La controversia tomó fuerza luego de un video publicado por Limberth Cortés, Rash Rodríguez y Nicky Nick, en el que cuestionaron a los influencers que, según ellos, no han dado suficiente visibilidad a lo ocurrido.
En el mensaje preguntaron “¿dónde están los creadores de contenido?” y señalaron que, aunque algunos estén viajando por el Mundial o viviendo momentos personales, la situación “no se puede dejar pasar por alto”.
🟡🟣 La tragedia que atraviesa Venezuela tras los terremotos abrió otro frente en redes sociales: el debate entre creadores de contenido sobre quién está usando su plataforma para ayudar y quién no.
— Mi Diario Panamá (@MiDiarioPanama) June 28, 2026
La controversia tomó fuerza luego de un video publicado por Limberth Cortés,… pic.twitter.com/f9ysm2kNKU
Los creadores pidieron usar las audiencias para el bien, difundir lo que ocurre en Venezuela y sumarse al voluntariado.
Ante esto, Shelsy Kg reaccionó con dureza.

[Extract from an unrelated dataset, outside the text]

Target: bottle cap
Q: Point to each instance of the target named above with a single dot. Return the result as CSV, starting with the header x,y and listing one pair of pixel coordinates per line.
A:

Dijo que le sorprende ver a personas publicando contenido cotidiano “como si nada” y aseguró que, en este momento, no le interesa lo que otros comen, hacen o muestran de sus viajes. Para ella, lo importante ahora es difundir, apoyar y hablar de Venezuela.
Pero no todos estuvieron de acuerdo con esa línea.
Yedgar respondió que no es momento de convertir la situación en un “show mediático” ni de juzgar a quienes no publican o no muestran donaciones. Según dijo, no grabarse ayudando no significa no haber ayudado, y hay personas que simplemente no pueden aportar.
Orman Innis también entró al debate y criticó fuertemente a los influencers que, a su juicio, aprovechan la tragedia para ganar protagonismo atacando a otros. Señaló que mucha gente ayuda sin grabarse y pidió dejar de usar la situación para “hacer taquilla”.
Franklyn Robinson, por su parte, defendió que la solidaridad no debe medirse por publicaciones. Recalcó que tanto quien graba para motivar donaciones como quien trabaja detrás de cámaras ayuda, pero advirtió que fiscalizar cuentas ajenas puede convertir una causa humanitaria en una competencia por likes.